Additional file 17 – Additional Figures

Figure S1 - Alignment signatures for M_DISRUPTED - Disruption of the ancestral occupied locus in reference or main genome. The original repeat is disrupted into R1 and R2 by a sequence represented by the brown line. The orthologous locus in the comparative genome remains intact. Upon alignment at the orthologous locus in the comparative genome only one of the repeat overhangs, Q1R1 for R and Q2R2 for R2 aligns completely and contiguously with its flank. The region that does not align in the other flank and immediately flanking the repeat overhang represents the sequence causing disruption. Green lines – repeat sequence, blue lines – target site duplications, pink line – 5’ flank of the intact repeat, orange line -3’ flank of the original repeat.

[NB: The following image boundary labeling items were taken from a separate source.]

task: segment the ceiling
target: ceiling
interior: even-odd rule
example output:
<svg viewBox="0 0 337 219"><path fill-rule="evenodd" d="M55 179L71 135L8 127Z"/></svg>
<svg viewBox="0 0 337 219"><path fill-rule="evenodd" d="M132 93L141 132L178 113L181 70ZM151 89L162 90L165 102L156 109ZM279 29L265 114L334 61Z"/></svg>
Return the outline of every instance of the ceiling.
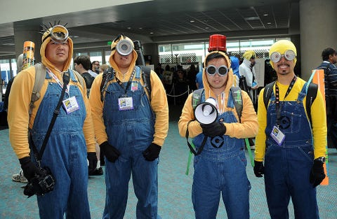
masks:
<svg viewBox="0 0 337 219"><path fill-rule="evenodd" d="M0 55L15 55L13 26L36 28L55 20L67 22L74 48L106 45L119 33L143 43L205 40L213 34L228 38L298 34L299 0L275 2L154 0L0 24ZM1 48L6 49L1 52Z"/></svg>

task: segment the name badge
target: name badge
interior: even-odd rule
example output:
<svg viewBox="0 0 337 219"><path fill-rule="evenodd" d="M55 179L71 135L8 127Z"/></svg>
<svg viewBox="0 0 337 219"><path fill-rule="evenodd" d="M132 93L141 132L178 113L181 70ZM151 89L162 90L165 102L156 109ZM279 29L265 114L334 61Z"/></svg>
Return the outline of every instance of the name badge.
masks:
<svg viewBox="0 0 337 219"><path fill-rule="evenodd" d="M282 142L284 141L284 138L286 137L284 134L283 134L283 132L281 132L281 130L279 130L276 126L274 126L272 133L270 133L270 136L276 142L277 142L279 146L282 144Z"/></svg>
<svg viewBox="0 0 337 219"><path fill-rule="evenodd" d="M79 108L79 106L76 100L75 96L63 100L62 103L63 104L63 108L67 112L67 114L72 113Z"/></svg>
<svg viewBox="0 0 337 219"><path fill-rule="evenodd" d="M132 97L120 97L118 99L118 106L120 111L133 109Z"/></svg>
<svg viewBox="0 0 337 219"><path fill-rule="evenodd" d="M131 90L134 91L134 90L138 90L138 85L139 85L139 83L137 82L131 83Z"/></svg>

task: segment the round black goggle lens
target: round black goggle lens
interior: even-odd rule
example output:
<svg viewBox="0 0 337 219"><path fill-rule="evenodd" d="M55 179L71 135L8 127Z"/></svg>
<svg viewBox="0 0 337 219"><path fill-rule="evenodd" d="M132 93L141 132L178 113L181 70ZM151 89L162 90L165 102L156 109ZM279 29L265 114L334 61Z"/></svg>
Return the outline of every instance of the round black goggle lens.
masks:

Figure S2 – Precise identification of transposon boundaries by RISCI and improvement over Repeat Masker annotation – Flanks with 50 base repeat overhangs as per RepeatMasker annotated boundaries are aligned at the empty orthologous locus in the comparative genome. The region of overlap between the queries gives the target site duplication sequence. If the TSD begins from the 51st base (counting from the 3’ end) of the upstream query and 51st base (counting from the 5’ end) in the downstream query, the RepeatMasker annotation of the transposon boundary is perfect. Deviations from this indicate imprecise annotation of transposon boundaries. Pink line – 5’ flank, blue arrows – target site duplications, Green line – transposon, Orange line – 3’ flank

Figure S3 – Extent of deviation between RISCI and RepeatMasker annotated boundaries for full length L1HS elements - Loci inferred as CAN or PAC in comparison with chimpanzee genome were considered. The difference between RISCI and RepeatMasker annotated boundaries are plotted for each locus. Peaks below zero indicate overestimation and above zero indicate underestimation of the boundaries by RepeatMasker. As is clearly seen, the 5’ boundary is more precisely annotated by RepeatMasker than the 3’ boundary.

Figure S4 – Non repeat tag at 5’ end of upstream flank mostly forms a part of the aligned flank sequence - Variation in length of non repeat tag, length of the upstream query and the start coordinate of the alignment in the chimpanzee genome. The non repeat tag forms the 5’ end of the query. As can be seen, for most loci the alignment starts from 1, the entire non repeat tag aligning at the identified orthologous locus in the comparative genome. In 9 of the 234 loci shown here, the non repeat tag aligns only partially at the identified orthologous locus. In another 16 loci, the non repeat tag does not align with the identified orthologous in the chimpanzee genome.